Aspetta e spera, cara ADUC! Anche noi stiamo aspettando un riscontro dal ministro alla nostra lettera in cui chiedevamo al ministro su quale base scientifica vietava il fumo nei locali pubblici; lo stiamo aspettando da oltre due anni. Tipici eredi delle monarchie assolute che costellavano l'Italia, i ministri della "salute" in Italia non rendono conto del loro operato ai cittadini - da cui non sono stati nemmeno eletti. Il loro lavoro è pontificare dall'alto dei loro scranni la loro indiscutibile "saggezza" con un dialogo unidirezionale. Con loro non si discute: si crede, si obbedisce e si combatte contro i nemici della salute pubblica! Chiaro?...

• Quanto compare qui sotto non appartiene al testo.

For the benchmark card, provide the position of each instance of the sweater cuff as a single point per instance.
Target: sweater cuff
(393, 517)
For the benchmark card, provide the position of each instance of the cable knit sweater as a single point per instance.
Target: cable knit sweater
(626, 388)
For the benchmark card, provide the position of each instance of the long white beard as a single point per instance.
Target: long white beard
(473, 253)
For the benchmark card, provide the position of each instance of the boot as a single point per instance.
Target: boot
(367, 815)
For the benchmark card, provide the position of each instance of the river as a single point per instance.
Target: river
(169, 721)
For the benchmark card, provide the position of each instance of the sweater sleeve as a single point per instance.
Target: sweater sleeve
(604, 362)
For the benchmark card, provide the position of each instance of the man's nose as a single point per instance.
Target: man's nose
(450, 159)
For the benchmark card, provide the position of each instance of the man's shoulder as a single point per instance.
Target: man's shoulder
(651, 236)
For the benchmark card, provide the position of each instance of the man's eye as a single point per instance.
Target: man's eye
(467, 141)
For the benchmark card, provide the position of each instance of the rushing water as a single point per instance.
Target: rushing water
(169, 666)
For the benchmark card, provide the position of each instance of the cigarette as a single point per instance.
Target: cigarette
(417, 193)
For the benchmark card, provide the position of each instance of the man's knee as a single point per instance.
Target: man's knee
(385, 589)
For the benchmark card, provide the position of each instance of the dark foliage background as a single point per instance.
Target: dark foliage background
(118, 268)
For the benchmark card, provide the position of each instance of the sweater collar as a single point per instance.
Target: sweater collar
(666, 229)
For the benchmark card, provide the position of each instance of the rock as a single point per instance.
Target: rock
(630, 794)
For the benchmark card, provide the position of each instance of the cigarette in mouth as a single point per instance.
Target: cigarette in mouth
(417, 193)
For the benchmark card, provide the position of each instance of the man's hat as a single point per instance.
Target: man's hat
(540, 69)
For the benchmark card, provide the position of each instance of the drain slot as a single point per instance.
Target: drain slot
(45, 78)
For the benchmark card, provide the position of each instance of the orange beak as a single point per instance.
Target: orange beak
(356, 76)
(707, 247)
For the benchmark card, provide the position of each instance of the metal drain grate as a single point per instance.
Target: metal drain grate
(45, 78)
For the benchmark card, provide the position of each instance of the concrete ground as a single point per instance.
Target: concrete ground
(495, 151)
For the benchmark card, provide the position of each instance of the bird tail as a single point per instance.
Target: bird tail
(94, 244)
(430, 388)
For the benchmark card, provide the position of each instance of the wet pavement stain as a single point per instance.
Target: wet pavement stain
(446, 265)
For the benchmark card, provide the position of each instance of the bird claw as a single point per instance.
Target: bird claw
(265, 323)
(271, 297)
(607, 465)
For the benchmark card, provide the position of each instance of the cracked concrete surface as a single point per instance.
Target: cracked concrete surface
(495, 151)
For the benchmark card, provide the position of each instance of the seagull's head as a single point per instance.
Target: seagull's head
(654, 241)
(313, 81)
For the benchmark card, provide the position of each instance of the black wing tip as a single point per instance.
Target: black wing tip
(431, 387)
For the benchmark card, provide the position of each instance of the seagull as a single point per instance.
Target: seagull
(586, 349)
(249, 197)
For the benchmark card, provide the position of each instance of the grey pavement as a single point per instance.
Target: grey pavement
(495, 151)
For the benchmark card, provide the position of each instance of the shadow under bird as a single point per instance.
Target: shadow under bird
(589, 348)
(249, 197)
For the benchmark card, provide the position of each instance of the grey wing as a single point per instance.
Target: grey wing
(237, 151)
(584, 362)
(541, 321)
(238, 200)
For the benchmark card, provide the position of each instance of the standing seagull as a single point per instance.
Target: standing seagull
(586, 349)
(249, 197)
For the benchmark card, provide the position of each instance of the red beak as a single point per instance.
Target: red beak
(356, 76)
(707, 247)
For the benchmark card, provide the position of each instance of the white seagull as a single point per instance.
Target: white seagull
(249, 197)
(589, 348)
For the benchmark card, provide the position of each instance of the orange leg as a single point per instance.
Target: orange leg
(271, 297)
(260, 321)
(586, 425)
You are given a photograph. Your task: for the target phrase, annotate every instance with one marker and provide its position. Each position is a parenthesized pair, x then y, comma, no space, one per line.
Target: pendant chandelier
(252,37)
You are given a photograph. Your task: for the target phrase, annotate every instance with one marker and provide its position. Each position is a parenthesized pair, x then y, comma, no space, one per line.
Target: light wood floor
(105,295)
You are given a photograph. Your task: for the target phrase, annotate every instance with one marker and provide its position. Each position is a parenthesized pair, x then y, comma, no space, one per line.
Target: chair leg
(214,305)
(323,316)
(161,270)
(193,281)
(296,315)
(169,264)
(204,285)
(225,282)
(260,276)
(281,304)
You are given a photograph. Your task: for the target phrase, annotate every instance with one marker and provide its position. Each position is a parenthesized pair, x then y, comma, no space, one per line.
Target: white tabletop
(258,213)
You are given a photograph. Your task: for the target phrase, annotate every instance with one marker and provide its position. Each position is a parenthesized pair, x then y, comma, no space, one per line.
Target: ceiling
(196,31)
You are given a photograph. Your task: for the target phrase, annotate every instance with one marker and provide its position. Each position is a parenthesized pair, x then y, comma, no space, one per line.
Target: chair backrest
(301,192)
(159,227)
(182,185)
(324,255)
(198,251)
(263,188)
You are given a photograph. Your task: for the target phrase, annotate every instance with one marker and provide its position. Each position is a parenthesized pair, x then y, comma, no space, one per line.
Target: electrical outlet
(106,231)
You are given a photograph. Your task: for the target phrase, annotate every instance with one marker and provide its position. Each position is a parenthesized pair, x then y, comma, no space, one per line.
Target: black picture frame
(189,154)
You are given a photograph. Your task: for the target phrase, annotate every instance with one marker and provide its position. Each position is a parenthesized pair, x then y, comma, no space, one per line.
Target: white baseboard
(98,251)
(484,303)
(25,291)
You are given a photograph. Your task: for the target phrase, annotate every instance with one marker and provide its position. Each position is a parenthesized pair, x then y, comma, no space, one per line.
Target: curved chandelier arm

Altre notizie all'interno: Kyoto è irrealizzabile senza il nucleare - Critiche dalla Spagna contro il Protocollo di Kyoto - Protocollo di Kyoto: tanti costi immediati, pochi e incerti i benefici


MORTE ALLE SS

27 Maggio - Internet, 1500 euro di multa per chi non deposita sito in biblioteca - Ecco l'ennesimo tentativo di controllo (tramite "regolamentazione", il nuovo eufemismo totalitario) dell'informazione, combinato a suprema idiozia burocratica e parassitaria: la legge 106/2004, secondo la quale OGNI sito internet dovrà "inviarne il contenuto alle due biblioteche centrali di Firenze e di Roma, altrimenti rischierà una multa fino a 1500 euro". Come si sono ridefiniti i concetti di salute, libertà, verità, malattia e responsabilità per adattarli a programmi di repressione sanitaria e ambientalista, così la nuova censura non è più censura, ma "stampa responsabile", "educazione", "sicurezza nazionale" e "cambio culturale".